Couple this with the ease with which you can borrow that equity (same thing happened in 1988-89 with home equity checking accounts) due to automated under-writing and a voracious appetite on the part of Freddie and Fannie (due to the voracious appetite for mortgage backed debt). This made consumers turn to their homes as the first source of borrowing instead of using consumer loans and keeping balances on credit cards (it's easy, it's fast and it's tax deductible and FIXED RATE.

It also tempted many to use the home equity to leverage additons and improvements to their homes because they saw their home as their best investment with the best return. The idea was that instead of putting their savings into a declining stock market they'd put their "money" (in the form of unrealized RE gains) into a house and then they could at least get some form of enjoyment out of it and guess what their new payment isn't any higher than their old payment. People are cash flow oriented more than they are net worth oriented but they saw both improving.

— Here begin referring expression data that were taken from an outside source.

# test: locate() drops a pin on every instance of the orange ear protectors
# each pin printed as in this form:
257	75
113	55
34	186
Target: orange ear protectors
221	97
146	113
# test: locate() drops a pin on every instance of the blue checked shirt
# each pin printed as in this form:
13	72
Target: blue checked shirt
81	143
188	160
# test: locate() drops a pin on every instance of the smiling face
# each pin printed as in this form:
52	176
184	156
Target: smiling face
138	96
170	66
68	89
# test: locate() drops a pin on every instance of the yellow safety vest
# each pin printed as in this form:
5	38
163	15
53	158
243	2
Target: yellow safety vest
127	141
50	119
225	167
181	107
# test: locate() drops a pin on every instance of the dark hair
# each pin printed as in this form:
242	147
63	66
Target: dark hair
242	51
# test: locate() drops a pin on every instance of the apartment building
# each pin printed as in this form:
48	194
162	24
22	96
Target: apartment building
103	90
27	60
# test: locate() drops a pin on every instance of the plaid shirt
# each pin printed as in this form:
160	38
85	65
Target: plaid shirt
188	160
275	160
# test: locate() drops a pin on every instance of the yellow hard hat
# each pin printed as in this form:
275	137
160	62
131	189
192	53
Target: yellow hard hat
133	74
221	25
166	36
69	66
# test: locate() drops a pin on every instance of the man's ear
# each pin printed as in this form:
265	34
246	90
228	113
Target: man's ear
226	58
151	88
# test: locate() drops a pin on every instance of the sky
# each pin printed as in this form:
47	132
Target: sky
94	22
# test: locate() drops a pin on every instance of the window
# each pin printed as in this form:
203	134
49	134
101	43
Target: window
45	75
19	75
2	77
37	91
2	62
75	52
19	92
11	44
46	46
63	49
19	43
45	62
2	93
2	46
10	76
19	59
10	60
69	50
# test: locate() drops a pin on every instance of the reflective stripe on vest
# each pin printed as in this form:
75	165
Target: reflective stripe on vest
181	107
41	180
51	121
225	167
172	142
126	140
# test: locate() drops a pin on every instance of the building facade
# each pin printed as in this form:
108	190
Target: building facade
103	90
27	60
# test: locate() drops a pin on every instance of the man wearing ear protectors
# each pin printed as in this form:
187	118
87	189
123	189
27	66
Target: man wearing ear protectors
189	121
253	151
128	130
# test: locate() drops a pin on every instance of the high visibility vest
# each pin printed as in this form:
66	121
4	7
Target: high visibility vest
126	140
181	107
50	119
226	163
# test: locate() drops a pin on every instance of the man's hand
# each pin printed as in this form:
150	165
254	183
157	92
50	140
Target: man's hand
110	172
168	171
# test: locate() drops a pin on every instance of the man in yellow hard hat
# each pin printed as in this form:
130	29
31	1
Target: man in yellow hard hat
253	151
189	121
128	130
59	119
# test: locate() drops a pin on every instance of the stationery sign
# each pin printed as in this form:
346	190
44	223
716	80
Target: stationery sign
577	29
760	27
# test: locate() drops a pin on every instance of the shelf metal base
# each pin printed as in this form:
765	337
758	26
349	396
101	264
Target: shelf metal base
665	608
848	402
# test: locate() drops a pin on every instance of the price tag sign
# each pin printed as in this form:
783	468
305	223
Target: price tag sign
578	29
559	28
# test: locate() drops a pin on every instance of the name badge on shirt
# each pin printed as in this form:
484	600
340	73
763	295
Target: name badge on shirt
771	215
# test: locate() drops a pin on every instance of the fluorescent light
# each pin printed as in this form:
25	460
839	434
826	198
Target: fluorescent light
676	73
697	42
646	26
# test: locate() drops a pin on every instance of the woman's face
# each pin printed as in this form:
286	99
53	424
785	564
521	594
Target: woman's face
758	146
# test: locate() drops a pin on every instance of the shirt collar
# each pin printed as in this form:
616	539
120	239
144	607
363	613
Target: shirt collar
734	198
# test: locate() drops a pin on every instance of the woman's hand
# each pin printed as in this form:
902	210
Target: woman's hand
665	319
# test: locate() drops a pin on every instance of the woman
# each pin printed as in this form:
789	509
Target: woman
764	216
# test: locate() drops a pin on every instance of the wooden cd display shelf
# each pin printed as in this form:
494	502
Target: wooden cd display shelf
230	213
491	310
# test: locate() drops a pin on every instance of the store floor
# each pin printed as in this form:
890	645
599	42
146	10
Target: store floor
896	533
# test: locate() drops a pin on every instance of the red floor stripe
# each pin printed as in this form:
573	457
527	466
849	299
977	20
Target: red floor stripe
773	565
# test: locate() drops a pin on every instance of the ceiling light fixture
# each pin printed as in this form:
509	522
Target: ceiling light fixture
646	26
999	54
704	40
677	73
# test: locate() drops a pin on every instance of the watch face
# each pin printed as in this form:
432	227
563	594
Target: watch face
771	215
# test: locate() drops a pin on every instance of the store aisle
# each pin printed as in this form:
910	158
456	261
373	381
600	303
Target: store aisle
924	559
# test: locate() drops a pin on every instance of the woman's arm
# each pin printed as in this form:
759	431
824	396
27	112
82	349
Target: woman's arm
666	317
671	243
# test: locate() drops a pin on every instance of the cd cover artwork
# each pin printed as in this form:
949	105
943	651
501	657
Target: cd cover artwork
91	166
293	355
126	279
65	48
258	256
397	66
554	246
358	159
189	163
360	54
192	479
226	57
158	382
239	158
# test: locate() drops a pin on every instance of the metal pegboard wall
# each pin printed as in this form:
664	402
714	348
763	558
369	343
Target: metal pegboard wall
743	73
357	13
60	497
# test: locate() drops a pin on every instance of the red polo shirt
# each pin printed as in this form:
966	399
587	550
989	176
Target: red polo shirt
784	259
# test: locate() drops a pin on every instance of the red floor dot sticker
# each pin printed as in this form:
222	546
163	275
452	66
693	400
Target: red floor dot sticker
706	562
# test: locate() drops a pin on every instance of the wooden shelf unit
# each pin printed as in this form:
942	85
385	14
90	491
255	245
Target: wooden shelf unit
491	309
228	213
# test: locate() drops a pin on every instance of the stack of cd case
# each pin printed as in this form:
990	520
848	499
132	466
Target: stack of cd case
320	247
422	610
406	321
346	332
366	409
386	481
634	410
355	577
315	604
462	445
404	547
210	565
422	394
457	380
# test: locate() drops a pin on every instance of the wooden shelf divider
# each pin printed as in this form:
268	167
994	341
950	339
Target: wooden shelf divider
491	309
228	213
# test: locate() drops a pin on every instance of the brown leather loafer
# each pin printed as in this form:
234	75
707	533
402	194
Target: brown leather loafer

This of course is followed by the final phase which is, people buying houses for speculation because houses are going up.

I had this same discusion back in 1988 with my sister. Ruined a perfectly good Thanksgiving dinner by telling her that the easiest place to borrow money was RE which made it the riskiest place to put your investment at this time. She told me I was nuts, that RE was the most secure investment, blah blah blah. This is of course a year after 1987 and stocks were considered waaaaay too risky. Meanwhile I put my money in the market and three years later she's telling me she'd like to sell their old house to move to a bigger one but nothing is selling in her old neighborhood and she can't go to a closing and bring her check book. She didn't remember what I'd said to her on that Thanksgiving. She's like you, she hears what she wants to hear and disregards the rest.